Deftly hemmed purses of glowingly fresh warm ricotta agnolotti are tucked in between huddles of fresh peas, in a pea veloute pooled with British racing-green oil. Slivers of pickled violet artichoke give that zip of balance with the broadly sliced pods cooked last minute still with that fibrous, almost aloe vera-type crunch. My Bulrush experience turned on its head, by another hemisphere.

Onglet is the ideal cut for when two diners have opposing ideals about how they like their beef cooked. Grading from medium-well through to verging on blue and pooled in its own fat and resting juices, the ability to pick and choose is a departure from committing to having your beef just one way. “It’s cooked with a lot of love” says the waiter, with a genuine twinkle in his eye and he’s not having us on- these blushingly lithe slices arranged like waves in the pan are hard proof of a loving touch indeed.

But it doesn’t simply stop there- alongside is a truffled pommepuréedusted in cep powder that leaves behind the scoops of the spoon for a moment, before oozing in to fill the void. A tassel of enoki mushrooms that’s been caramelised into a tangle of bronze sits semi-submerged in the glossy potato emulsion. But next to all of this still, is a wedge of hispi that’s been hard-seared on one side to resemble charred pages of a book, doused with lemon and chilli that’s been lovingly applied between each leaf. It gives this bitter, bright, acidic warmth that brings balance to the entire affair, giving this sense of a Sunday lunch wittily reimagined.

Complete with a candle that grasps me somewhere between my solar plexus and tear ducts, is a salted chocolate ganache, sesame ice cream, chocolate crumble. Rarely will two dishes in the same sitting remind me of stand-out dishes from the past, but here we are again. The way in which the ganache in combination with the ice cream washes like a chocolate milkshake has me back at the late No Man’s Grace, where a milk and honey sorbet and chocolate cremeux did exactly this. The sesame seed brittle is imbued with nutty, toasted caramel and incidentally, echoes the peanut brittle of its forebear.

Memory lane is usually riddled with potholes and wrong turns, but this is going swimmingly.

I’ve always looked at birthdays as a reason to take a day off and eat alone, to absolutely immerse myself in a solo dining experience and it became a late-blooming tradition in my very late twenties. Mostly because I’d been flat broke up until that point, I saw it as making up for lost time after years of night shifts, serving those a pre or post-dinner drink whilst overhearing all the culinary experiences of punters between long, luxurious drags of their cigarettes and cigars.

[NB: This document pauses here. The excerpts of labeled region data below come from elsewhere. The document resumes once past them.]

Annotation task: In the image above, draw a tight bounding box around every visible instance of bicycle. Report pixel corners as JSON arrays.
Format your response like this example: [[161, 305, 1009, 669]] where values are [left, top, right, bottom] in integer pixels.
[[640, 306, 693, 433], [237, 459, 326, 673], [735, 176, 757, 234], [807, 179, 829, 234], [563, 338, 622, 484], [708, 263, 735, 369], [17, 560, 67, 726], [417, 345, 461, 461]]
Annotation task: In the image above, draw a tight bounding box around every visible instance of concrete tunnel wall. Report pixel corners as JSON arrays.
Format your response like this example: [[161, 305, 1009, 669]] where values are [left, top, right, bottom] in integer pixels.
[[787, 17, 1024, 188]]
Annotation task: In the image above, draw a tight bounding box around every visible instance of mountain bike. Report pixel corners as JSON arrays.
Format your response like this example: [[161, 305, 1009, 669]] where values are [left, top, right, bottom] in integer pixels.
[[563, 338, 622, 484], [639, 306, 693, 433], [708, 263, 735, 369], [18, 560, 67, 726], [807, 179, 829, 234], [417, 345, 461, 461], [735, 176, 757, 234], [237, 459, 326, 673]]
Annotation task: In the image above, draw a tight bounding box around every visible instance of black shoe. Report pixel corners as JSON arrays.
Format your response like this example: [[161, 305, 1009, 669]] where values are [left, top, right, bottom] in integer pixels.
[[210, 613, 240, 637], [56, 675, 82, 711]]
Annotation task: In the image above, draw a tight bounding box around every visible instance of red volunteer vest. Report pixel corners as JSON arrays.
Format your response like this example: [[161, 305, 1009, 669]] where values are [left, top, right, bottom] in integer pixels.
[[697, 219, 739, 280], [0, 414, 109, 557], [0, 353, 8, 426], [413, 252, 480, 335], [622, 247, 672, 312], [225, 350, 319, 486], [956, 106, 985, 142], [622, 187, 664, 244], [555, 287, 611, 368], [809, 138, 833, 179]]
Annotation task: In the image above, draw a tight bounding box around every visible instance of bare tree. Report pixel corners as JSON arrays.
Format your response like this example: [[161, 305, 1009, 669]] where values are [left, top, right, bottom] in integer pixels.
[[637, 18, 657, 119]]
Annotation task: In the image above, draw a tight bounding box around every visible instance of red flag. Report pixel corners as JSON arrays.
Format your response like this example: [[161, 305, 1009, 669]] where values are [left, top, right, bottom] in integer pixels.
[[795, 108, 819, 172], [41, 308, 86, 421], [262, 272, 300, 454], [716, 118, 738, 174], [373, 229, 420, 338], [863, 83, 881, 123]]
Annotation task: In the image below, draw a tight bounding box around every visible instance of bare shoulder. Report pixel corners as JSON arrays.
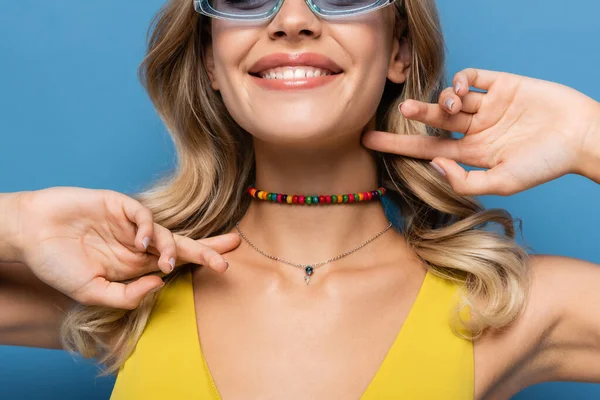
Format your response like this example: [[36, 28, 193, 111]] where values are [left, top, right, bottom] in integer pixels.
[[474, 255, 600, 399]]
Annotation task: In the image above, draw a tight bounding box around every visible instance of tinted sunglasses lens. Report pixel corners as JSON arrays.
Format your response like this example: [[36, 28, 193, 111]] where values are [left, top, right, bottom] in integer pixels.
[[208, 0, 389, 18], [313, 0, 388, 15], [208, 0, 277, 17]]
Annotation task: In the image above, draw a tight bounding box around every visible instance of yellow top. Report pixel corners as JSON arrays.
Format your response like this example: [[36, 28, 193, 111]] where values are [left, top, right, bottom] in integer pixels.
[[111, 271, 474, 400]]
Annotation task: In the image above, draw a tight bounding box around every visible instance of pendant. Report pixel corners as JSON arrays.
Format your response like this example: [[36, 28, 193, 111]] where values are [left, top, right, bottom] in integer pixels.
[[304, 265, 313, 285]]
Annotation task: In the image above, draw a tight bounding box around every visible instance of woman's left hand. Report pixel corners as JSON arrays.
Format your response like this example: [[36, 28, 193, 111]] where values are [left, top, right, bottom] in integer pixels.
[[363, 68, 600, 196]]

My walk to work would see the day-walkers just clocking off, striding with purpose to go home and change or straight into the fray to the closest watering hole. People walking into you and tutting upon contact, just to recognise their faces later as you took their order, while you remain totally anonymous to them, which issues a unique of pang of loneliness. Sitting here with Antonia, our nook now rendered moody in the glow of Peckham ablaze in the day's refrain, it confirms just how far away those days really are, and I couldn’t be more smug.